Several questions remain about darunavir/ritonavir monotherapy, including:
 
1. Whether it will hold up in most people over a few years so patients can avoid the complications of resuming nucleosides, then possibly wanting to stop them again
 
2. Whether markers can pick out people who will or will not respond to monotherapy
 
3. Whether darunavir/ritonavir monotherapy holds any advantage over the 3-in-1 once-daily pill Atripla (efavirenz, tenofovir, plus emtricitabine) 4. Whether long-term side effects differ between darunavir/ritonavir monotherapy, Atripla, and other current or imminent first-line therapies
 
5. Whether darunavir/ritonavir penetrates genital and central nervous system compartments
 
An 18-patient study reported earlier this year found that darunavir taken as part of a standard regimen achieved cerebrospinal fluid levels exceeding the 50% inhibitory concentration in all 29 samples analyzed [5]. Seventeen of these people were taking darunavir/ritonavir twice daily.
 
References
 
1. Ripamonti D, Arribas J, Pulildo F, Hill A. Non-inferior efficacy shown across different efficacy endpoints in the MONET trial of darunavir/ritonavir monotherapy. 12th European AIDS Conference.
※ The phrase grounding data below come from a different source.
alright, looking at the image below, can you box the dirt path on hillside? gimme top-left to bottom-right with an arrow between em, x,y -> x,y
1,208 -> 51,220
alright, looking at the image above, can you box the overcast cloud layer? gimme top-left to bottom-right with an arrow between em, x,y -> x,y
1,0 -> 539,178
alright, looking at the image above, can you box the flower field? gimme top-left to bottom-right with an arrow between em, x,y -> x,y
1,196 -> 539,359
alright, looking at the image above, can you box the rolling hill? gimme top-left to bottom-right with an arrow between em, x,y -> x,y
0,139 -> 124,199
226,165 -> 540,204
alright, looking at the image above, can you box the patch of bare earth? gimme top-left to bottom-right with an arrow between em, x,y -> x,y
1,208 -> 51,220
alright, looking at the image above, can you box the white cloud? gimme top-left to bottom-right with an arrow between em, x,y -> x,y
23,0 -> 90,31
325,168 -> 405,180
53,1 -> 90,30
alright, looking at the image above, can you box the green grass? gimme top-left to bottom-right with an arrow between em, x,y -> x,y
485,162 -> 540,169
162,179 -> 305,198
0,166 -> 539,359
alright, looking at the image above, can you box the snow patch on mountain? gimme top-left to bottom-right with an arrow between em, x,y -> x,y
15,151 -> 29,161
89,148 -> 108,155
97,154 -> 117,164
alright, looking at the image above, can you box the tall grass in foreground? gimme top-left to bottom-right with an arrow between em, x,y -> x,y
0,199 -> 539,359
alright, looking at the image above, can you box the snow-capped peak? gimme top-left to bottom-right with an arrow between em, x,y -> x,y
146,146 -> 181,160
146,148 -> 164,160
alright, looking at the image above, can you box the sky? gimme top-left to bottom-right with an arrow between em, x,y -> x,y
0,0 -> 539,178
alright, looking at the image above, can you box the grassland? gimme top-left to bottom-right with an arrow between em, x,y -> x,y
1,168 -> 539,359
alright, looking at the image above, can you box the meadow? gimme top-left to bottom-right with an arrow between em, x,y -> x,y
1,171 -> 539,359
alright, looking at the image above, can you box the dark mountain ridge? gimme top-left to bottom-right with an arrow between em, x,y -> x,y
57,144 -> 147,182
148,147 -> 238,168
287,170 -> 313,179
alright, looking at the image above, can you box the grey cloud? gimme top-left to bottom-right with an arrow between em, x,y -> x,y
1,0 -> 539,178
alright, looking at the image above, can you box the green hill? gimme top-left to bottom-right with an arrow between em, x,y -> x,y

November 11-13, 2009. Cologne, Germany. Abstract PS4/1.
 
2. Katlama C, Valentin MA, Algarte-Genin M, et al. Efficacy of darunavir/ritonavir as single-drug maintenance therapy in patients with HIV-1 viral suppression: a randomized open-label non-inferiority trial, MONOI-ANRS 136 C. 5th IAS Conference on HIV Pathogenesis, Treatment and Prevention. July 19-22, 2009. Cape Town. Abstract WELBB102. http://www.natap.org/2009/IAS/IAS_45.htm.
 
3. Bierman WF, van Agtmael MA, Nijhuis M, Danner SA, Boucher CA. HIV monotherapy with ritonavir-boosted protease inhibitors: a systematic review. AIDS. 2009;23:279-291.
 
4. Nelson M, Arribas J, Pulido F, Hill A, Moecklinghoff C. Analysis of drug resistance during HIV RNA viraemia in the MONET trial of darunavir/ritonavir. 12th European AIDS Conference. November 11-13, 2009. Cologne, Germany. Abstract PE3.4/1.
 
5. Letendre S, Rossi S, Best B, et al. Darunavir concentrations in CSF exceed the median inhibitory concentration. 49th ICAAC (Interscience Conference on Antimicrobial Agents and Chemotherapy). September 12-15, 2009. San Francisco. Abstract A-1312.